New design decisions?

robert: is audio recording without recognition be supported?

are there important scenarios for supporting recording without recognition

<burn> satish, any update on markup binding?

markup binding

<satish> burn: None, Bjorn was collecting input from the chrome team and since he has gone on leave I have no contact on what the status was.

<burn> satish, can you please check? we are not waiting on the answer, but it would be nice to have the input

robert: google issue on whether there should be a button to press

<satish> burn: yes, I can take an action to get a definitive answer in the next few days.

burn: satish will take this on w/ the chrome team

discussion time

do we need to support audio recording with recognition?

burn: an advantage could be endpointing.
... is that an important criteria in this case as well?

charles: another question is how real-time is the reco response?
... a recording may result in reco later
... an identifier might later associate the recording with a reco transcription

burn: brings up question of whether we support reco on recorded audio

robert: garbage models could be used to make recording in edge cases
... "overloading" recognition
... or will recording be a more common task
... Do we think recording with endpointing is important?

milan: channel adaptation, sharing headers in same structure, parameters could be reused; sharing the same network paths -- convenient to use same

Charles: Also, the on-line vs. off-line cases

milan: would most recording be associated with an attempt to understand the text in the recording?

burn: Most significant feature is the endpointing

milan: in that case, why not just use dict model, do reco, and save the waveform as backup?
... and how common would that be. If not so common, could use a garbage model (even a "first-class" one)

burn: seems strange to call recording a weird special case of reco
... in favor of using the recording resource as described in mrcp

robert: though endpointing may be valuable, would we support a "record" object in the API? how would this go all the way to the developer?

burn: does not seem to be in our scope

olli: there are other proposals that would handle recording

charles: channel adaptation

burn: channel normalization is not a valid reason for recording support

charles: should probably also include built-in record grammar

(milan above)

milan: use case: may want to to do dictation in parallel with c&c
... e.g., provide a c&c followed immediately by dictation

burn: but does that really belong as a built-in type in a grammar?
... sounds like there is not real consensus today vis-a-vis supporting a recording capability

robert: have not heard a compelling reason to support recording

burn: consensus not to do it now

milan: would like a standard way to do it, should the need arise

burn: we could state that we reserve this for the future

milan: there should be some consistent and portable way to do this across engines

robert: could be done as a proprietary extension

milan: at least provide a consistent hack, like builtin:record

robert: that's what the garbage model recording would be

milan: that's fine, as long as all engines support this type of garbage model

burn: to summarize, can't agree on specific recording scenarios

(robert above)

scribe: should agree on supporting garbage-recording scenario

burn: as a group, agree not to define an explicit recording capability at this time.
... can be supported using a garbage model, or capabilities defined outside this group

what are the built-ins, and what does that mean?

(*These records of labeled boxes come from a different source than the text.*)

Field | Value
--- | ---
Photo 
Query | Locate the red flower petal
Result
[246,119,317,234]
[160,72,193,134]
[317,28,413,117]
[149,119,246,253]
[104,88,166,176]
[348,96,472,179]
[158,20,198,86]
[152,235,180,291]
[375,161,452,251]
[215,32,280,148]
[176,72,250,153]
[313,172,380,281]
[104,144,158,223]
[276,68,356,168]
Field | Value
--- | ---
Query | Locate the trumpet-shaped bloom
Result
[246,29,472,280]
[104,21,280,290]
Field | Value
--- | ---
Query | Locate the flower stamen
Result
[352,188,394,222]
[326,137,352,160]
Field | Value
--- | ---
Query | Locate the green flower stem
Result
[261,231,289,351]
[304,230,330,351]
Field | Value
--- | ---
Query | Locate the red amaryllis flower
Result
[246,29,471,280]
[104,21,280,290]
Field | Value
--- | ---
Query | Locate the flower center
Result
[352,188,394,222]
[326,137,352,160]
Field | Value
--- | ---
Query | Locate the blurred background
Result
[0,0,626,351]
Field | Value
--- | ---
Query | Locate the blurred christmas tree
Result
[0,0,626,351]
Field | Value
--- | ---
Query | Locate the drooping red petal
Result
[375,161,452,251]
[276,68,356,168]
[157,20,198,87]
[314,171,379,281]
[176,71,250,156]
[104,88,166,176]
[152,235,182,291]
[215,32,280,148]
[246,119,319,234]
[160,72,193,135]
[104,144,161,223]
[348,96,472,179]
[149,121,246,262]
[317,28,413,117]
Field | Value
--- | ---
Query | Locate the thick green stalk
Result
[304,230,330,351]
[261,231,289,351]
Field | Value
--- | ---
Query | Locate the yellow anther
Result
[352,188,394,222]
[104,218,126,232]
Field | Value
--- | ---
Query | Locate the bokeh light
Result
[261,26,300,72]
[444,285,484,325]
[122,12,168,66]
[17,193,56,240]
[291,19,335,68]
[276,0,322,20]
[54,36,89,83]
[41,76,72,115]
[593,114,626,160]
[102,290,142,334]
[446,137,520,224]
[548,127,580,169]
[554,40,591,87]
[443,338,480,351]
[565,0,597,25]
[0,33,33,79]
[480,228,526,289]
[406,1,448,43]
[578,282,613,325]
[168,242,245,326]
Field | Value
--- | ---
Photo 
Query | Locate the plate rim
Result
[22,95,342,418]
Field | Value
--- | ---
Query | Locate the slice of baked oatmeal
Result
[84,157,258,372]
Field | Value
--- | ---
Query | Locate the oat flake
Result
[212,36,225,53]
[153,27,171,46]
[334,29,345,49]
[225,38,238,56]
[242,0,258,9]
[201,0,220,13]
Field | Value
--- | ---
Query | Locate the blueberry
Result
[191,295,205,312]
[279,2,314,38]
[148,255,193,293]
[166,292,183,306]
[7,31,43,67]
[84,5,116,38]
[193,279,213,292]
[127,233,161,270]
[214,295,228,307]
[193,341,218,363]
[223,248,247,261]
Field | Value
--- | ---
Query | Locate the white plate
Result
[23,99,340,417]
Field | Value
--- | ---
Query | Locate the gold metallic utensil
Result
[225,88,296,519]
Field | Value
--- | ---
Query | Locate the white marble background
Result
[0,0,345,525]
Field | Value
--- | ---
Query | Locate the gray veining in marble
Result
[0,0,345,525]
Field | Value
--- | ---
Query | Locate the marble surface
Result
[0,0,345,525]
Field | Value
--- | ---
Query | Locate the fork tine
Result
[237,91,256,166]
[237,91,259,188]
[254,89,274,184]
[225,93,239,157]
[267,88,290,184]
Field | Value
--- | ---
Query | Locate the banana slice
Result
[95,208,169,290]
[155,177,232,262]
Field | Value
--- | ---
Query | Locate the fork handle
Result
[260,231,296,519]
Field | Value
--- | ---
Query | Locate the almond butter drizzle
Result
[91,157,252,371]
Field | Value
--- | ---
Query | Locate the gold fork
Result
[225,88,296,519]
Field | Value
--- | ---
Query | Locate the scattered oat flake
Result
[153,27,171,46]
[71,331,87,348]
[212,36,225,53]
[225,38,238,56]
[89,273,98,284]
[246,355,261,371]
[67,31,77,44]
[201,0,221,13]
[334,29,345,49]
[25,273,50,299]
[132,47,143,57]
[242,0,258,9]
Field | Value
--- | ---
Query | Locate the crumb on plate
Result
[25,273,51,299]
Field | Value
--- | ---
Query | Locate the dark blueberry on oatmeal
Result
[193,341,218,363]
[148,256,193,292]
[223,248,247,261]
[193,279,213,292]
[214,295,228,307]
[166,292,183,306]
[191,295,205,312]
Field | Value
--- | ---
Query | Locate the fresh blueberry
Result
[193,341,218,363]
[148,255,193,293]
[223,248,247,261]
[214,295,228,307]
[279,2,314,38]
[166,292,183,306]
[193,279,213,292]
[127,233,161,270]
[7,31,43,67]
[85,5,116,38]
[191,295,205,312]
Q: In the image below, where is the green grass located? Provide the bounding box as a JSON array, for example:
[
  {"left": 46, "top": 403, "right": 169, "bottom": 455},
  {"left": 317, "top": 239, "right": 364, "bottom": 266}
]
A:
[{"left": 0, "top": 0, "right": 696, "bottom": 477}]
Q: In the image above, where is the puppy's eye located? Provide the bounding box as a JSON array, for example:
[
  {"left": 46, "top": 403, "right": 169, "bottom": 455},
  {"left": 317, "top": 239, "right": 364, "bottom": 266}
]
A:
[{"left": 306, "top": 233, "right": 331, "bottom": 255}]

milan: existing builtins: dictation, search, address, numbers

robert: already agreed there should be a certain set of predefined grammars
... so how do we refer to those?

burn: 2 things make builtins interesting: (1) parameterization; (2) no language is required

milan: markup already has certain defined types, parameters, etc, as native to HTML5. Would make sense to pay attention to that here

burn: an unconstrained text box should naturally bind to a dictation model

milan: should we remap the names of the builtins?

burn: argue strongly for using html as a starting point

robert: These should be builtins, not re-used vxml grammars

<smaug> could someone paste a link to voicexml's builtin grammars ?

charles: they've become a de facto standard; not supporting them is awkward

<Robert> these are the HTML input types: http://www.w3.org/TR/html5/the-input-element.html#attr-input-type

burn: if someone wants to support legacy builtins in a way that doesn't break existing builtins, that's not a problem

<Robert> perhaps have builtins that match these

charles: there needs to be some way to include these

(milan above)

scribe: is there something about this that can't be represented by a query string?

michael: do you want to reference, for example, an html number type, or some arbitrary number?

milan: easier to use old builtins & augment them

charles: need to look at greater good of using html vs vxml

<mbodell> Widely implemented? See http://en.wikipedia.org/wiki/URI_scheme

burn: michael, how would you reference grammars that are assoc. with html input types?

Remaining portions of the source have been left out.